In [1]:
import os
import re
from collections import defaultdict
import nltk
import torch
import torch.nn as nn
import torch.nn.functional as F
import torch.optim as optim
from nltk.corpus import stopwords
from sklearn.model_selection import train_test_split
from torch.utils.data import DataLoader, TensorDataset
from sklearn.metrics import accuracy_score, precision_score, recall_score, f1_score
import pandas as pd


In [2]:
def load_docs(directory):
    docs = []
    for filename in os.listdir(directory):
        filepath = os.path.join(directory, filename)
        with open(filepath, 'r', encoding='utf-8') as file:
            text = file.read()
            cleaned_text = re.sub(r"[^a-zA-Z\s']", "", text)  # Remove non-alphabetic characters
            filtered_text = re.sub(r"\b[a-zA-Z']\b", "", cleaned_text)  # Remove single characters
            cleaned_text = re.sub(r"\n", " ", filtered_text)  # Replace new lines with space
            cleaned_text = re.sub(r"\s+", " ", cleaned_text)  # Replace multiple spaces with single space
            docs.append(cleaned_text)
    return docs

neg_dir = '../NLP/TEXT/txt_sentoken/neg/'
pos_dir = '../NLP/TEXT/txt_sentoken/pos/'

# Load negative and positive documents
neg_docs = load_docs(neg_dir)
pos_docs = load_docs(pos_dir)

In [3]:
print(len(neg_docs), len(pos_docs))

1000 1000


In [4]:
all_words = pos_docs + neg_docs
labels = [1] * len(pos_docs) + [0] * len(neg_docs)

In [5]:
# Split the data
train_x, test_x, train_y, test_y = train_test_split(all_words, labels, test_size=0.2, stratify=labels)

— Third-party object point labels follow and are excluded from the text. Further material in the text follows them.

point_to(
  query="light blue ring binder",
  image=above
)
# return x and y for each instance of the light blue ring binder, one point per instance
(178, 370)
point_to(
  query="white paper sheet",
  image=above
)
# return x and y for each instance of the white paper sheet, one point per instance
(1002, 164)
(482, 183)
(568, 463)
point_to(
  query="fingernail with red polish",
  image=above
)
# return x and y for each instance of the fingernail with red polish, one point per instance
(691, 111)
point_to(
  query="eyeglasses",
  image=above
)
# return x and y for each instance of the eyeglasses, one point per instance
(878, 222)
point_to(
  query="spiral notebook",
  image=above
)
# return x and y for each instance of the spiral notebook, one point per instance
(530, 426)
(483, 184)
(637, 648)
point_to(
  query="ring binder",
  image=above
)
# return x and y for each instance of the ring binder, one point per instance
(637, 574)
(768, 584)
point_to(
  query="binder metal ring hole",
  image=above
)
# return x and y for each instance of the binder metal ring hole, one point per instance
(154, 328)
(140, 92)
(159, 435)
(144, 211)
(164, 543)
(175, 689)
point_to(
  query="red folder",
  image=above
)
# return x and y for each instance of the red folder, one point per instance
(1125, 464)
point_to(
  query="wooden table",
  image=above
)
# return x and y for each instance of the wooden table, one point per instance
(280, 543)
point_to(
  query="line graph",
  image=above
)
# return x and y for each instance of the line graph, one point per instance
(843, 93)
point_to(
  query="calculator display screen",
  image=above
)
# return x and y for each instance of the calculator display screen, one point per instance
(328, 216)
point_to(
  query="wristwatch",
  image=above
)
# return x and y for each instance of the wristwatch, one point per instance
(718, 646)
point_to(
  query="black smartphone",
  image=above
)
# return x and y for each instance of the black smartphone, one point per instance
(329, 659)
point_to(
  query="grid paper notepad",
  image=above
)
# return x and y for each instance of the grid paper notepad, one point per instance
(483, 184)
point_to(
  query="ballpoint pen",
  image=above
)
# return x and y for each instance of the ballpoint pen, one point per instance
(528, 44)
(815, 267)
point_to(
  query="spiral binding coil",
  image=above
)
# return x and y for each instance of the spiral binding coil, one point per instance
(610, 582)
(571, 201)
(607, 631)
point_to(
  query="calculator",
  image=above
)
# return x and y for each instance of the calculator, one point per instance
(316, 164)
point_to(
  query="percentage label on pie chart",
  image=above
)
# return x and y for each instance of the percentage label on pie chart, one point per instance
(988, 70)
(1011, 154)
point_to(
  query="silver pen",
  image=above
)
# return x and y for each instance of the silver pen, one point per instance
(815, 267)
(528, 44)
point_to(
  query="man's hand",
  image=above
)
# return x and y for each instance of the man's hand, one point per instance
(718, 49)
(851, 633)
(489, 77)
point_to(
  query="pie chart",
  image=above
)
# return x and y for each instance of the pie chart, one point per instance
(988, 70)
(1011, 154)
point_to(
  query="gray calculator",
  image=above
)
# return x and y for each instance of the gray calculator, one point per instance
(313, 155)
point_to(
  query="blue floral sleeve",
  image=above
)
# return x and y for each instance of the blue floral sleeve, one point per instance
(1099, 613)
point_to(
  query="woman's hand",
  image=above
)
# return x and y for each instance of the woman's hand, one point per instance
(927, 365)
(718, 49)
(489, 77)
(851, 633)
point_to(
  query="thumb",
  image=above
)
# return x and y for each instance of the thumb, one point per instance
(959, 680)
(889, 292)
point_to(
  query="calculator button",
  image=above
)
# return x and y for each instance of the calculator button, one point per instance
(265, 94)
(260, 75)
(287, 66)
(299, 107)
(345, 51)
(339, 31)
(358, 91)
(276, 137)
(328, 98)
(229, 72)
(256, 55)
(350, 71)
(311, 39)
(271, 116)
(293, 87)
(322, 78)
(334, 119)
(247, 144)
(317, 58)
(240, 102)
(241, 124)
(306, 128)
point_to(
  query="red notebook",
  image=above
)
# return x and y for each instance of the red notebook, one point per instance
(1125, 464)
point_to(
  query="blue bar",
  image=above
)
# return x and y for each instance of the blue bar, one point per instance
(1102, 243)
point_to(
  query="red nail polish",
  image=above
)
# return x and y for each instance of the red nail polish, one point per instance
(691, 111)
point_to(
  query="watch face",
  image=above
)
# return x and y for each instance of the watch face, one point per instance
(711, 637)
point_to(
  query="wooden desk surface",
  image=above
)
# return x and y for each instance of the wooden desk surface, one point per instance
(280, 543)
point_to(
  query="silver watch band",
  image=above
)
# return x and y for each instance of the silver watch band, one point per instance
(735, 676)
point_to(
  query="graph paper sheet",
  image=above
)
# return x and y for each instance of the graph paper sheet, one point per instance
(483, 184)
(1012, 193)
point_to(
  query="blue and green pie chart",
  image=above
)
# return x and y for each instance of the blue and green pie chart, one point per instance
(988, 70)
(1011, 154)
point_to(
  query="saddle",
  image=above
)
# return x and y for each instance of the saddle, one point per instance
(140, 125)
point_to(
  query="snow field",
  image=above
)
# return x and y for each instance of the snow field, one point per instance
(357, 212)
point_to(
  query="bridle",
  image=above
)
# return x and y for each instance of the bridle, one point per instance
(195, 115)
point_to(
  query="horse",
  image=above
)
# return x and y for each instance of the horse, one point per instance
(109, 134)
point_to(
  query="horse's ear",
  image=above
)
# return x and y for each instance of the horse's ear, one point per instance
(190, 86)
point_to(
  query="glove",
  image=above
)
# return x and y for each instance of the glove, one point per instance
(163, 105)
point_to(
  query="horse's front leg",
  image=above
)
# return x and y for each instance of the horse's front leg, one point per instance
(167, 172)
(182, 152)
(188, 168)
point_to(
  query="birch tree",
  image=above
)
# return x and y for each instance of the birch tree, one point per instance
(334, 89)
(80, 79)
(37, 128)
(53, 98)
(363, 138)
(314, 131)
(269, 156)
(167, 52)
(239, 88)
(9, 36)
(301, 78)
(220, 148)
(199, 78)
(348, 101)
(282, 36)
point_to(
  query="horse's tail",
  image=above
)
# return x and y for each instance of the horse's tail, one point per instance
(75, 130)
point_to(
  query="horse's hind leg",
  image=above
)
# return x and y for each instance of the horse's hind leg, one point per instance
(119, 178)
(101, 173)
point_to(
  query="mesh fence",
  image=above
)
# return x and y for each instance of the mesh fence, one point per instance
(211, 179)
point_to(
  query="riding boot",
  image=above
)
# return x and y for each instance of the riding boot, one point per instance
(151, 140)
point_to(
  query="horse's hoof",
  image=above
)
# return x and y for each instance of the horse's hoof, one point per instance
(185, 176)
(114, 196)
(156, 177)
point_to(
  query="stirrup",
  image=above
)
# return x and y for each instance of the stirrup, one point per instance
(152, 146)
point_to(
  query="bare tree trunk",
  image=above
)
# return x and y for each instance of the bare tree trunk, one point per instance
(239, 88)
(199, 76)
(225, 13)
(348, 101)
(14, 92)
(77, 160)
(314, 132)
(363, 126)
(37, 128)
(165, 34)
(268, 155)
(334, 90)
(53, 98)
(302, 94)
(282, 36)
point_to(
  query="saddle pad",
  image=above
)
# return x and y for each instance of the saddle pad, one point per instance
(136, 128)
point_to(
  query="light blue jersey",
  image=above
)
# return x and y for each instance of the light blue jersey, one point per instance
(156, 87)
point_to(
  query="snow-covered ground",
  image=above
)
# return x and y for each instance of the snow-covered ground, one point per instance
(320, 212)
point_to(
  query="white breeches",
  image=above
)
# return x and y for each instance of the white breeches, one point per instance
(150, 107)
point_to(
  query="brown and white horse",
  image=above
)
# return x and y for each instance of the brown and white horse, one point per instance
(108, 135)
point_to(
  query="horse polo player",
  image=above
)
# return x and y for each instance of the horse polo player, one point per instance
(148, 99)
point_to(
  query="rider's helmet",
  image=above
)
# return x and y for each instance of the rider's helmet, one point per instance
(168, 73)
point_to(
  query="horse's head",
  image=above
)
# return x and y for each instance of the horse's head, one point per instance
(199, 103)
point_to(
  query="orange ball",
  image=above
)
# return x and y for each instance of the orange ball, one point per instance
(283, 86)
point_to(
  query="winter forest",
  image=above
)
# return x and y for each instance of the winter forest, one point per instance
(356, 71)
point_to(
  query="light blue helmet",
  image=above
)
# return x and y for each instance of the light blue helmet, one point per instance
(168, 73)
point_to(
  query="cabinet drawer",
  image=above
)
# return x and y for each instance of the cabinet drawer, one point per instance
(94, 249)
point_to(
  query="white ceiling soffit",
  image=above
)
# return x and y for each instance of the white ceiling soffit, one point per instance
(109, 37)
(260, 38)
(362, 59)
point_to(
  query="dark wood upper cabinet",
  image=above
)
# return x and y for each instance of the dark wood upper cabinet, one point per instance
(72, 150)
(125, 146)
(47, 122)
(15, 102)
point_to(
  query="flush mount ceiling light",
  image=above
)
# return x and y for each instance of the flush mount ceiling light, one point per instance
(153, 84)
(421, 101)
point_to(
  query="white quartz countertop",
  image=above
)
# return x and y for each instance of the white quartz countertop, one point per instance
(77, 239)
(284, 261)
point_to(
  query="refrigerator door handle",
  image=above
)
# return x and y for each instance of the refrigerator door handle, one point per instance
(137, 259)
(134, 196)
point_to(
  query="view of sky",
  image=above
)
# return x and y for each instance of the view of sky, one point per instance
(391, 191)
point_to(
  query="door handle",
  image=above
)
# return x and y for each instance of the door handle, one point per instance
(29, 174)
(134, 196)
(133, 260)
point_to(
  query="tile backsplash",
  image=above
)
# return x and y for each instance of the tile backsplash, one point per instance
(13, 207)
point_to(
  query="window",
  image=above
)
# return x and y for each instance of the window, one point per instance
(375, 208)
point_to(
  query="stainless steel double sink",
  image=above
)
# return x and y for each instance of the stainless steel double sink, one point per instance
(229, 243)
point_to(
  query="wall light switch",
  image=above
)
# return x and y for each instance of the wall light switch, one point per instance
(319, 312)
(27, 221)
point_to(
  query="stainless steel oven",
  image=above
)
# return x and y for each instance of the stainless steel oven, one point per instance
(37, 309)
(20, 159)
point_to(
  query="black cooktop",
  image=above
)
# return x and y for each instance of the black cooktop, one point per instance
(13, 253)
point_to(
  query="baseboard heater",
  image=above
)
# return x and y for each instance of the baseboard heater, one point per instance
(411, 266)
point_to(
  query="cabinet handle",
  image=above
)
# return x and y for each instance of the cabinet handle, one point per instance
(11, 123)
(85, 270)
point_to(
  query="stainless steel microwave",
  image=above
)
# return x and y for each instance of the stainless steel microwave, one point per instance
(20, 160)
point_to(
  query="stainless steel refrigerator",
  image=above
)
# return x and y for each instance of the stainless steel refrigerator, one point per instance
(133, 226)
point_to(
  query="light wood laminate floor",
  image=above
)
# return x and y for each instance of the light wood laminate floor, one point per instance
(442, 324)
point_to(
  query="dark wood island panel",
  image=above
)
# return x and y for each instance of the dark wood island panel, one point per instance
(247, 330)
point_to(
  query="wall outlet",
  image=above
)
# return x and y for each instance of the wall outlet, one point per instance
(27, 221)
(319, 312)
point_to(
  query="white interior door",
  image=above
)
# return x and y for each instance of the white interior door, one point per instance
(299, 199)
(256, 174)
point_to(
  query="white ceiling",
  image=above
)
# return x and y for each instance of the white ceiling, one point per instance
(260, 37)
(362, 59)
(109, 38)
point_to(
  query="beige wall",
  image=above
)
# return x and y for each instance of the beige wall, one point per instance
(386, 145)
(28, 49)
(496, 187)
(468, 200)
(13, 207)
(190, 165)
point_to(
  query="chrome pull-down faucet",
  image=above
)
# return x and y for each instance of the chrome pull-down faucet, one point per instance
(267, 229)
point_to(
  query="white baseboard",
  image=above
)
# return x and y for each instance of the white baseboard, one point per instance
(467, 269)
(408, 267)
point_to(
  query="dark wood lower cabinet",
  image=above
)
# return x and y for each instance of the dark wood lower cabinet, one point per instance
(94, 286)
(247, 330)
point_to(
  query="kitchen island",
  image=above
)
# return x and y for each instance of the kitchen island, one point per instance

print(len(train_y),len(test_y))

1600 400


In [6]:
train_x[0]

"denzel washington is among the many actors this holiday season to give very impressive milestone performances this perhaps may be washington very best to date he joins matt damon and jim carrey in having the talent this season to become his character copying mannerisms and personal styles perfectly his very believable performance makes the long and uninteresting the hurricane much better film than it actually is when his rubin hurricane carter feels pain and is tormented by racism he creates for the audience great sense of sympathy disgust and maybe even some embarrassment from the fact that this is our very own country that is breaking laws to support silly prejudices the horrific true events carter suffered from all of his life are slightly more disturbing and terrifying because they only took place few decades ago the powerful expressions of denzel washington alone as his tortured carter sum up the troubles of racism in america history he is that amazing the problem with the hurric

In [7]:
# Load the dataset from the CSV file
df = pd.read_csv('dataset.csv')

# Extract the text and labels
all_words = df['text'].tolist()
labels = df['label'].tolist()

# Split the dataset into training and testing sets
train_x, test_x, train_y, test_y = train_test_split(all_words, labels, test_size=0.2, stratify=labels)

In [8]:
# Download NLTK tokenizer data
nltk.download('punkt')

[nltk_data] Downloading package punkt to /home/ali/nltk_data...
[nltk_data]   Package punkt is already up-to-date!


True

In [9]:
# Step 1: Tokenize the sentences using nltk
train_x_tokenized = [nltk.word_tokenize(sentence.lower()) for sentence in train_x]
test_x_tokenized = [nltk.word_tokenize(sentence.lower()) for sentence in test_x]

In [10]:
# Define the stop words
stop_words = set(stopwords.words('english'))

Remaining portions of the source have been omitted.